At least 26 great apes illegally removed from the Democratic Republic of the Congo (DR Congo) have been seized in Zimbabwe, where four suspected traffickers have been arrested, authorities in both countries said on Friday, as they considered repatriating the primates.
Congolese Minister of Environment and Sustainable Development Claude Nyamugabo Bazibuhe also announced a large seizure of pangolin scales from the country’s northeast.
The DR Congo is one of the world’s last refuges for endangered great apes, such as eastern lowland gorillas and mountain gorillas, while the pangolin is considered the most trafficked animal on the planet for its scales, which are prized in traditional Chinese medicine.
Two Congolese nationals, a Malawian and a Zambian were arrested on Wednesday during a routine border post check as they entered Zimbabwe with the apes in a truck, Zimbabwean Parks and Wildlife Authority spokesman Tinashe Farawo said.
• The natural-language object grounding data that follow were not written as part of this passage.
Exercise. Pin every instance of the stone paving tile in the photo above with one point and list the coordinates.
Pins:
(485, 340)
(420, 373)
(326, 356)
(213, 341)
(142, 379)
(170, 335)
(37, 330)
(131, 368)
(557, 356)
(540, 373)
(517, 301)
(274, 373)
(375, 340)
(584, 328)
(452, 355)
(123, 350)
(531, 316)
The primates were being cared for by Zimbabwean officials until they could be returned to the DR Congo, Farawo said.
Nyamugabo Bazibuhe said in a statement that 32 live chimpanzees were had been taken from the Haut-Katanga Province in the nation’s southeast, on the border with Zambia.
Traffickers used fake documents to take them out of the DR Congo and they were destined for South Africa, he said.
“The investigation continues... to identify exactly the specimens” seized in Zimbabwe “before considering their repatriation,” the minister said.
“All great apes [gorillas, bonobos and chimpanzees] and pangolins are fully protected,” he added.
On Wednesday, 56kg of pangolin scales were recovered from a private residence as they were being prepared for export, Nyamugabo Bazibuhe said.
They were taken from the Garamba National Park, on the border with South Sudan and Uganda.
The scales are used for the treatment of various diseases, such as arthritis, ulcers and tumors, despite a lack of scientific proof.
The small animals are thought by some scientists to be the possible source of COVID-19.
Seizures of their scales increased tenfold between 2014 and 2018, according to data from the UN Office on Drugs and Crime.
The world has lost more than two-thirds of its wild animal populations in less than 50 years, mainly due to human activity, the World Wildlife Fund said on Thursday in a hard-hitting report.